Un hombre de Valencia acababa de asistir al ser­món en la iglesia de los franciscanos de la Ribera. Cuando regresó a su casa, refirió a su familia lo que acababa de oír sobre las virtudes y milagros del Santo, y la animó a que eligiese a éste por pa­trono. Durante la noche enfermó repentinamente y murió. Su mujer, loca de dolor, cayó de rodillas y dijo al Santo:

–Mi buen Santo, haced que mi marido vuelva a la vida, a fin de que pueda recibir los últimos Sacramentos, y tener así una muerte digna de un buen cristiano. Ahora precisamente se está trabajando por vuestra canonización, y es preciso que hagáis este milagro, si queréis que se os tribute el honor de los altares.

Entre tanto los médicos llamados a toda prisa ha­bían certificado su muerte, que atribuían a una apoplejía fulminante. La mujer no por eso pierde las esperanzas, y coloca sobre el rostro del cadáver un pequeño trozo de lana que había pertenecido a la túnica del Bienaventurado.

En aquel preciso momento abre los ojos el difun­to exclamando: «¡Jesús! ¡Jesús! ¡Yo estaba muerto!... ¿Cómo es que he vuelto a la vida?...» Pocos momen­tos después la casa se llena de gente, y son los médicos los primeros en proclamar el milagro. Con todo, el buen hombre se resiste a levantarse, y pide una y otra vez le sean administrados los últi­mos Sacramentos. Se accede a sus deseos, y en la noche siguiente entrega de nuevo el espíritu al Señor. Su mujer lloraba, diciéndose:

–Si hubiera pedido la vida para mi marido, yo no dudo que el buen Santo me la hubiera alcanzado.

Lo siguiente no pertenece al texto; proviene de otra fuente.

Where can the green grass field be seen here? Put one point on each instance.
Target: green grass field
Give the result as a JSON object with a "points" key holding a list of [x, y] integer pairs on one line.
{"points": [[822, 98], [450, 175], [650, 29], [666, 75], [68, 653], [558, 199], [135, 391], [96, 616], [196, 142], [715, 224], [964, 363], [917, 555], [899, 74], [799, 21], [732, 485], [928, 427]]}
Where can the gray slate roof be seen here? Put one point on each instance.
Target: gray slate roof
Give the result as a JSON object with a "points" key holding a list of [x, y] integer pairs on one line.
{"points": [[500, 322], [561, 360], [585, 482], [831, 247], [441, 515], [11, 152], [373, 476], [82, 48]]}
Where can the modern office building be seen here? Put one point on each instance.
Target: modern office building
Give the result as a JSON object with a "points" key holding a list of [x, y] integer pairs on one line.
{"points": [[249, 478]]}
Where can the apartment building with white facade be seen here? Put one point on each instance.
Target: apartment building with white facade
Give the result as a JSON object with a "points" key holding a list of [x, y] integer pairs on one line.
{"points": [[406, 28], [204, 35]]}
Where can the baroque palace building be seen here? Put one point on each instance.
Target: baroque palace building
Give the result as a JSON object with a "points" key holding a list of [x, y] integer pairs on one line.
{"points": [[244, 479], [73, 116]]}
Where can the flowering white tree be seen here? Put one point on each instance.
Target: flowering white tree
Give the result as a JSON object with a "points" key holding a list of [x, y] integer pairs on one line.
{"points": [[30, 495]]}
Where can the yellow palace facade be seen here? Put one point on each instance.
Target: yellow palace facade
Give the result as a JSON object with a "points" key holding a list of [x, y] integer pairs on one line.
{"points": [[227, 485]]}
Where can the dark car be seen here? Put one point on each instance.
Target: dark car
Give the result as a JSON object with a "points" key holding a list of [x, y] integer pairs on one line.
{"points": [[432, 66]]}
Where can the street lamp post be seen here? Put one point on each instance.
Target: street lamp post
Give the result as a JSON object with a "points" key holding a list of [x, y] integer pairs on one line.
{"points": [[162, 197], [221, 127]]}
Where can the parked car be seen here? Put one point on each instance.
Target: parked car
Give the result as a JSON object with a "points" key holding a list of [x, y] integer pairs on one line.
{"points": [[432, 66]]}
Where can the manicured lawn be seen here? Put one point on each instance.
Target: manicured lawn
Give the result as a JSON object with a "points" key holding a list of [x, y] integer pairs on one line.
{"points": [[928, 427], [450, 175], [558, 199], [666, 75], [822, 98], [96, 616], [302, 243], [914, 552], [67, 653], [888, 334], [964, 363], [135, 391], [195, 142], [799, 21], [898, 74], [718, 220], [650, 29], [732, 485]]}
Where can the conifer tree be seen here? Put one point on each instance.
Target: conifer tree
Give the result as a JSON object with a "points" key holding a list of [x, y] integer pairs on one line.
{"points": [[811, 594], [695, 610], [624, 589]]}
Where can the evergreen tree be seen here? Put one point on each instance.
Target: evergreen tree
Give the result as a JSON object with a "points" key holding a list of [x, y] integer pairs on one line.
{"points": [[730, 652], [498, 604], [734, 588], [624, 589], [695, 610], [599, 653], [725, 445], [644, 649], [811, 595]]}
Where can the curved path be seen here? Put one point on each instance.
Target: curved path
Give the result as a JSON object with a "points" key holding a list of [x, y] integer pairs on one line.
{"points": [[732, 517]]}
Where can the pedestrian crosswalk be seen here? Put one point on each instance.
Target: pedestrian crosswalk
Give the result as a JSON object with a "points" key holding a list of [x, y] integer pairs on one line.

El P. Cristóbal de Arta relata con ésta otras doce resurrecciones, casi todas de niños (Vita l.III, cp.I). Fray Pascual, aun después de su muer­te, procuraba para sus devotos la gracia de morir reconciliados con Dios y fortificados con el santo Viático.

La relación de éste y de otros milagros fue enviada a Roma, acompa­ñada de las súplicas de Felipe III, rey de España y terciario franciscano. La jerarquía  eclesiástica de España y la Orden de Frailes Meno­res unieron sus súplicas a las del rey para ob­tener la beatificación del Siervo de Dios.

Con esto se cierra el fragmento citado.